Verified Foundations for Differential Privacy
Markus de Medeiros, Muhammad Naveed, Tancrède Lepoint, Temesghen Kahsai, Tristan Ravitch, Stefan Zetzsche, Anjali Joshi, Joseph Tassarotti, Aws Albarghouthi, Jean-Baptiste Tristan
TL;DR
SampCert delivers the first mechanically verified, executable foundation for differential privacy, implemented in Lean4 with over 12,000 lines of formal proof. It provides a generic, instantiable DP framework (including pure DP and zCDP), alongside formally verified discrete Laplace and Gaussian samplers to avoid floating-point pitfalls. A simple probabilistic language (SLang) and a robust loop-proof method enable rigorous verification and scalable extraction to real-world deployments, including AWS usage. By tightly integrating Mathlib and offering extraction paths (FFI and Dafny-to-Python), SampCert commits to both research rigor and practical impact in DP tooling and implementations.
Abstract
Differential privacy (DP) has become the gold standard for privacy-preserving data analysis, but implementing it correctly has proven challenging. Prior work has focused on verifying DP at a high level, assuming the foundations are correct and a perfect source of randomness is available.
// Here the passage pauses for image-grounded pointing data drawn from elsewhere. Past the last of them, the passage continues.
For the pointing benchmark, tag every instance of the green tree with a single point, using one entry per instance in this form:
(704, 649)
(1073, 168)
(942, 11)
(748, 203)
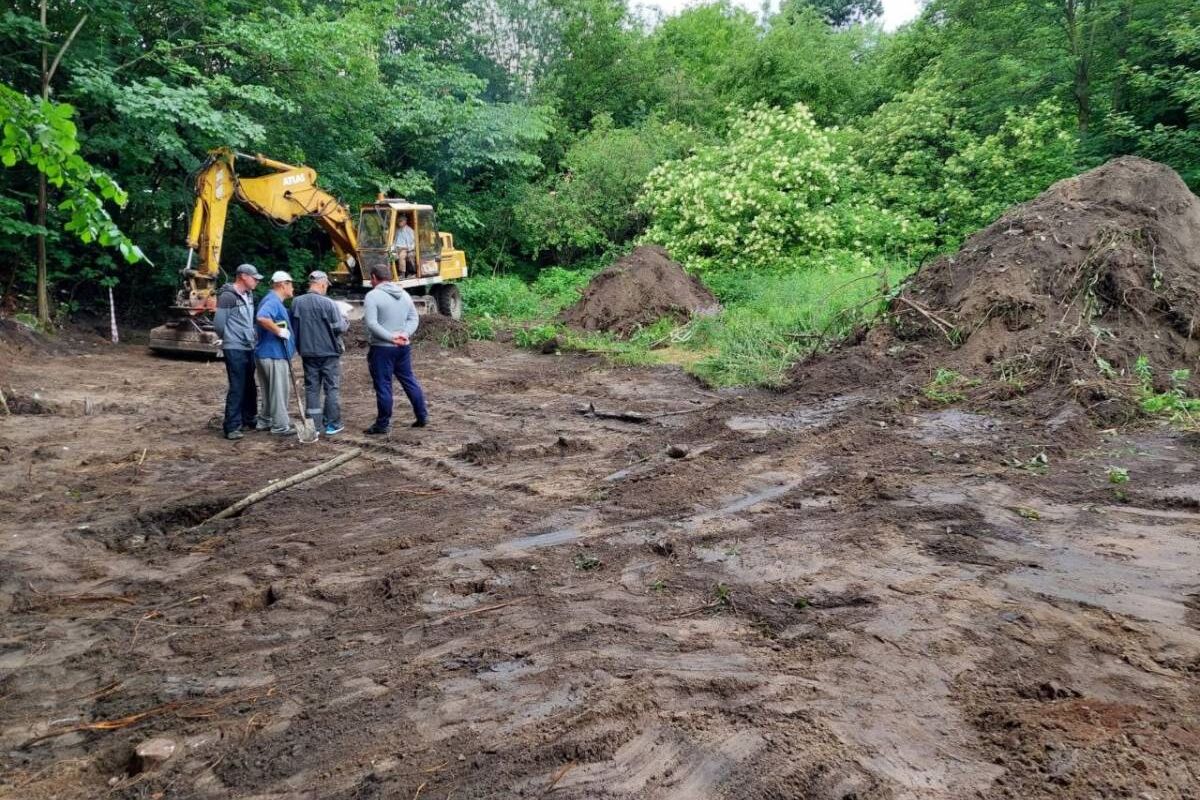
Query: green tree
(591, 205)
(841, 13)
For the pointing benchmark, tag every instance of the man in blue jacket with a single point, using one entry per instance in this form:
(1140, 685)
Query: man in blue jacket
(234, 323)
(274, 356)
(391, 320)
However, the underlying theory of differential privacy can be very complex and subtle. Flaws in basic mechanisms and random number generation have been a critical source of vulnerabilities in real-world DP systems. In this paper, we present SampCert, the first comprehensive, mechanized foundation for differential privacy. SampCert is written in Lean with over 12,000 lines of proof. It offers a generic and extensible notion of DP, a framework for constructing and composing DP mechanisms, and formally verified implementations of Laplace and Gaussian sampling algorithms. SampCert provides (1) a mechanized foundation for developing the next generation of differentially private algorithms, and (2) mechanically verified primitives that can be deployed in production systems. Indeed, SampCert's verified algorithms power the DP offerings of Amazon Web Services (AWS), demonstrating its real-world impact. SampCert's key innovations include: (1) A generic DP foundation that can be instantiated for various DP definitions (e.g., pure, concentrated, Rényi DP); (2) formally verified discrete Laplace and Gaussian sampling algorithms that avoid the pitfalls of floating-point implementations; and (3) a simple probability monad and novel proof techniques that streamline the formalization. To enable proving complex correctness properties of DP and random number generation, SampCert makes heavy use of Lean's extensive Mathlib library, leveraging theorems in Fourier analysis, measure and probability theory, number theory, and topology.